A wealth of adult colouring books have tapped on the therapeutic effects of taking time out to colour in patterns. Then there is the vast and ever-growing yoga industry.
While many people feel a sense of achievement in creating and colouring, possibly taking and sharing pictures, there is an art meditation class where you are encouraged to destroy and dispose of your creation, without even taking a picture - all to promote a more peaceful mindset.
Keen to combine art therapy and yoga, Kathy Gabriel has created various unique meditation workshops such as floral mandala meditation and colouring meditation.
"Art and colour have long been used as a form of therapy. So that makes it a good starting point for any mindfulness practice," said the 25-year-old yoga and meditation instructor.
Everyone has their own tastes and that comes into play with this form of meditation. Practitioners can alter the flowers and colours to what they feel will suit them best.
"I believe that for each person, one fixed form of meditation may not necessarily work for them, hence the need to find different ways or forms to engage the individual," explains Ms Gabriel.
Teaching yoga since 2013, Ms Gabriel has focused on awakening creativity, breathing and presence. These, she says, help cultivate a sense of mindfulness.
Each of her classes holds an average of 13 participants. Before starting, participants first focus on a breathing exercise and meditation that relates to the body's seven energy centres, or chakras.

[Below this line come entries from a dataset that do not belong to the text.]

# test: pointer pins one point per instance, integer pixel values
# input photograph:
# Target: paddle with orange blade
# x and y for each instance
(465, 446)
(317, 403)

Explaining the process of making the mandala, Ms Gabriel says: "The session is entirely guided but the process is very much as fluid as each person wants it to be. It can depend on how they are feeling on the day, what colours they are drawn to, what chakras are open or closed and what themes they are working on."
Upon completion, there will be a 20 minute meditation. What happens next may surprise some people.
After the meditation, the works will be destroyed and left unrecorded - so it is not an Instagram opportunity.
So why take this approach to creativity? Ms Gabriel explains: "The point of a mindfulness practice is to teach how to enjoy seeing things as they are, to enjoy the moment as it is and not get attached to it."
She adds: "The whole process is to get over the idea that things need to always have an end result or serve a purpose."